# Not sure of what i should do



## SINCERELYSEEKINGHELP (Mar 10, 2009)

My husband and i have been married for close to 5 years and we have been on and off in this relationship for the longest time since our 2nd year of marriage. To make a long story short we do not trust each other! when i am with him he drives me up a wall and when he is gone i miss him! but i think it is only because i do not want to be alone and my six yo loves him as her dad! i have two children from previous relationships 18 yo boy and a six yo girl and he has three boys from his first marriage who are 20 yoand over! this relationship is so complicated its a wonder if any one would want to help me!


----------



## overitnolove (Dec 5, 2008)

I don't have any children but our relationship has been up and down forever! We have been together for 5 years, married for 2. We separated in November and got back together in January and things were going realy well. See I dont want to end it. I cant get my head around him not being in my life. But the relationship makes me feel old and unhappy and tired and not myself. But I love how he loves me. It isn't a healthy relationship, I know that, but he loves me and I dont want to not have his love in my life anymore.

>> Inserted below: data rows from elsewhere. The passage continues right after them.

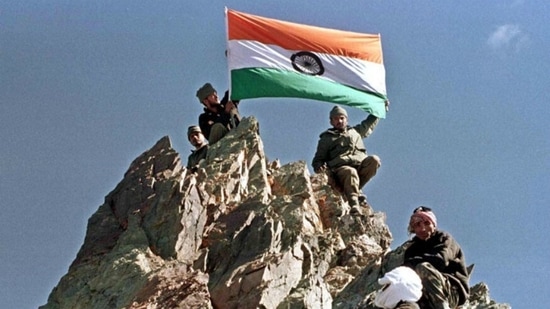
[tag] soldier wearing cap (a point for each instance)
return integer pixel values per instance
(439, 262)
(342, 154)
(218, 117)
(196, 138)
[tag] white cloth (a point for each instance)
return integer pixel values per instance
(403, 285)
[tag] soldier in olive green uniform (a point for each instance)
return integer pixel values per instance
(342, 153)
(196, 138)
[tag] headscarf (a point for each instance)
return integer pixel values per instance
(422, 213)
(205, 91)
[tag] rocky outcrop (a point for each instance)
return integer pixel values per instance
(240, 233)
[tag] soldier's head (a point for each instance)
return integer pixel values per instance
(195, 136)
(423, 222)
(338, 118)
(208, 96)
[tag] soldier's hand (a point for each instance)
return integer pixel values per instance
(229, 106)
(321, 169)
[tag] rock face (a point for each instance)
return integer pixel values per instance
(241, 233)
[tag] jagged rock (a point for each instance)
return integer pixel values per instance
(242, 232)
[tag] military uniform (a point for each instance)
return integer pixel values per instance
(195, 157)
(345, 156)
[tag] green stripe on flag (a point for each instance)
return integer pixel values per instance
(264, 82)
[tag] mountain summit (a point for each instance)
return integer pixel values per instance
(242, 232)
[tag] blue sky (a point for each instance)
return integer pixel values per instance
(85, 87)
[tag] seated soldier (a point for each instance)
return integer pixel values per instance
(218, 117)
(439, 262)
(196, 138)
(341, 150)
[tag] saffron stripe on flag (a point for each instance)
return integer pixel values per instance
(295, 36)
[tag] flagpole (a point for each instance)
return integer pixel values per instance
(226, 52)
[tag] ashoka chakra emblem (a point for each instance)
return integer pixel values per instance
(307, 63)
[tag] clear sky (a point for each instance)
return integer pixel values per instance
(87, 86)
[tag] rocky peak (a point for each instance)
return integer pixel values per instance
(240, 233)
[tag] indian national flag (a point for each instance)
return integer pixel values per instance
(273, 58)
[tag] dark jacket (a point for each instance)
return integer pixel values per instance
(445, 254)
(336, 148)
(195, 157)
(208, 118)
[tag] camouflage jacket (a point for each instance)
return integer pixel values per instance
(337, 148)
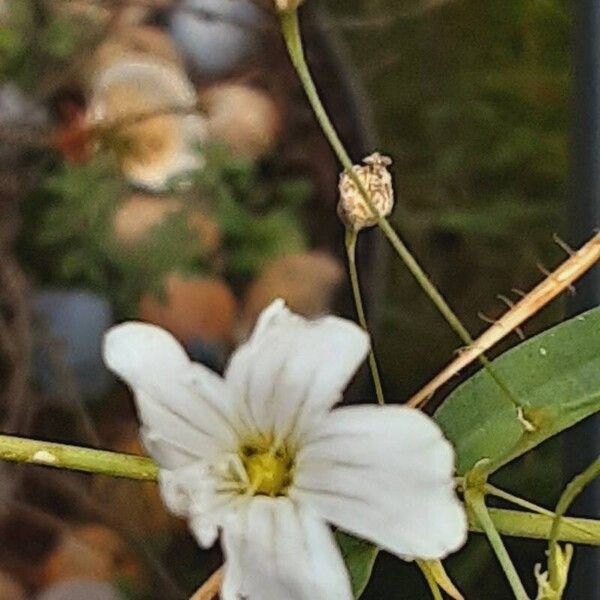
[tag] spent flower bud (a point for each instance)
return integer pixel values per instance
(287, 5)
(377, 181)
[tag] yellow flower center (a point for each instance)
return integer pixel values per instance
(269, 469)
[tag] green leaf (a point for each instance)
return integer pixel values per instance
(555, 374)
(359, 557)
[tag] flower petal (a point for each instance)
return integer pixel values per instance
(292, 369)
(184, 408)
(276, 550)
(386, 475)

I think we are in the same situation except you have children.

I wish I had answers for you.

I don't know what to do either. I think the stress of the relationship not working is even making me sick! 

The basic question to ask is 'are you happy?' and 'is the relationship muturally benefitial??' I know I answer no to both but still cant leave. I am frightened to death of living without him.

Maybe you are too?

Goodluck.


----------



## 827Aug (Apr 27, 2008)

Is there any reason why neither of you trust each other? Trust plays a major role in a healthy relationship.


----------